The point here is that this is Edwards’s second conviction of a sex-related crime. The judge also ordered him to undergo treatment.

The issue of treatment raises more questions that even the American Psychological Association has yet to answer. In an article in Monitor, the APA’s magazine, the questions are raised over and over. The latest data emerged in Sexual Abuse: A Journal of Research and Treatment (Vol. 14, No. 2) in 2002, giving hope when it showed for the first time a difference between recidivism rates for sex offenders who receive treatment and those who don’t.

Still there are other questions. Nobody has a definitive solution.

Certainly, though, law should not go to the extreme for sex offenders who rape a child. We agree with the U.S. Supreme Court’s decision of not to allow the death penalty for child rape. In particular, this reasoning seems appropriate from the decision last month:

“It is not at all evident that the child rape victim’s hurt is lessened when the law permits the perpetrator’s death, given that capital cases require a long-term commitment by those testifying for the prosecution. Society’s desire to inflict death for child rape by enlisting the child victim to assist it over the course of years in asking for capital punishment forces a moral choice on the child, who is not of mature age to make that choice. There are also relevant systemic concerns in prosecuting child rape, including the documented problem of unreliable, induced, and even imagined child testimony, which creates a “special risk of wrongful execution” in some cases.”

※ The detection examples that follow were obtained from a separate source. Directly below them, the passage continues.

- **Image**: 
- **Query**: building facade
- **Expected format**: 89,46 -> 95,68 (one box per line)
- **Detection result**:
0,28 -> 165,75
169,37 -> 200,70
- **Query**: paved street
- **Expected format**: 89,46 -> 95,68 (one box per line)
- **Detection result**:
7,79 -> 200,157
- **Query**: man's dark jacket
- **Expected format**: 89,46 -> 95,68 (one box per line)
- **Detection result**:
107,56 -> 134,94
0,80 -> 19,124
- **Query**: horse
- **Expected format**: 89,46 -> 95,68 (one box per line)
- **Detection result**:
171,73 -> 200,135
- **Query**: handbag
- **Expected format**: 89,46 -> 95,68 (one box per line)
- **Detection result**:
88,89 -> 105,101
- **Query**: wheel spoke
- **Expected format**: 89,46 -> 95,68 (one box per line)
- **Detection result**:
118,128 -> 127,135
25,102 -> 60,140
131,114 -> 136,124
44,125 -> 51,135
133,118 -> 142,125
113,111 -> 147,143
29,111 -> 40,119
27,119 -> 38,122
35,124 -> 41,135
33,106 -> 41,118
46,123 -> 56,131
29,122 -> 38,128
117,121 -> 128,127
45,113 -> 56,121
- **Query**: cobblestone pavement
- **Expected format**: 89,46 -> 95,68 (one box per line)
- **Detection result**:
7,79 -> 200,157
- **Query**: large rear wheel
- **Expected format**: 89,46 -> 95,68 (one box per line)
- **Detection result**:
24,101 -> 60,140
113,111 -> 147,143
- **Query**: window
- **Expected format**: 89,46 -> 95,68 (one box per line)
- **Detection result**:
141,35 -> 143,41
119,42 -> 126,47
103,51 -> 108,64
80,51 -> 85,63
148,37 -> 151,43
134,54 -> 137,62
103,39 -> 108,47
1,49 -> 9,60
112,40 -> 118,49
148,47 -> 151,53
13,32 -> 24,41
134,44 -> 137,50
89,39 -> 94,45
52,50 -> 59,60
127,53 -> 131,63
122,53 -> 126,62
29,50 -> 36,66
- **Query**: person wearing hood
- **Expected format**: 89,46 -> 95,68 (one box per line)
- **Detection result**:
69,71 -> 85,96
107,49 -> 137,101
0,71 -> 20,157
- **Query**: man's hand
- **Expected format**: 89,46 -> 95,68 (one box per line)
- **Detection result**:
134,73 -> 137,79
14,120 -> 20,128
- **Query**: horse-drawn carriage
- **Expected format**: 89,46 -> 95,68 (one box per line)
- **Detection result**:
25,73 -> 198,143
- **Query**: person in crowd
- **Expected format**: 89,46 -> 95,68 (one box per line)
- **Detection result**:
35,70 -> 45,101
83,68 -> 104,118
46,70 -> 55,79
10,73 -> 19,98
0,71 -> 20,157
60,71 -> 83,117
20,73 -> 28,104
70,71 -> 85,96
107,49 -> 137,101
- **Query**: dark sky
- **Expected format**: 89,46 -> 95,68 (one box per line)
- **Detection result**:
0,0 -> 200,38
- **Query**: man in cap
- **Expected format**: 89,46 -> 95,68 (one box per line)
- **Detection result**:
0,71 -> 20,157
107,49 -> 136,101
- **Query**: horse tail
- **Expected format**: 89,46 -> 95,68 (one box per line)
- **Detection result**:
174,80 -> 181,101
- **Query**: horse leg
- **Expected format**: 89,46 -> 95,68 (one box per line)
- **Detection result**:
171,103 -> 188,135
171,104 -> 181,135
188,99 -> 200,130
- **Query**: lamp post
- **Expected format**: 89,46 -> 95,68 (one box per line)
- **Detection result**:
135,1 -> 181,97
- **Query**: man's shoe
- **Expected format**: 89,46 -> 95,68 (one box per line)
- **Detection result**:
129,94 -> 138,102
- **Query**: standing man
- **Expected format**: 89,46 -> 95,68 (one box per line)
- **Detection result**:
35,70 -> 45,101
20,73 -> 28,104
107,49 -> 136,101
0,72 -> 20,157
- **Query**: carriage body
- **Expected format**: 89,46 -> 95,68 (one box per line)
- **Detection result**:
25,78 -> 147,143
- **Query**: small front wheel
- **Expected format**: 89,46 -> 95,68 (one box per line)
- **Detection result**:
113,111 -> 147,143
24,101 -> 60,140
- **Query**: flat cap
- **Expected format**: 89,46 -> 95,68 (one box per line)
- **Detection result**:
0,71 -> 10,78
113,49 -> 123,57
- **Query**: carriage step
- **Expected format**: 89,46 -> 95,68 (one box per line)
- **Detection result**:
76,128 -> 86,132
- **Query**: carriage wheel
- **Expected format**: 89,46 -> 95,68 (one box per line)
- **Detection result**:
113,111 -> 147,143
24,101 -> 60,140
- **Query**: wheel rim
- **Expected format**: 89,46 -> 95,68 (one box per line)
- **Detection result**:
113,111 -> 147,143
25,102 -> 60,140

But even the Court has overlooked some information in its June ruling, Patrick Kennedy vs. Louisiana, noting the absence of any federal law imposing a death penalty for child rape. Actually, a military law expert found the 2006 law by Congress authorized the death penalty for rape of a child under military law applicable to members of the military services. In strict interpretation, that would constitute a federal law.

Louisiana has asked for a rehearing in the case. The Court is expected to decide on the rehearing this week.

This is not to say Edwards deserves the death penalty. However, in our opinion, he should serve much more than 5 years, even for enticement.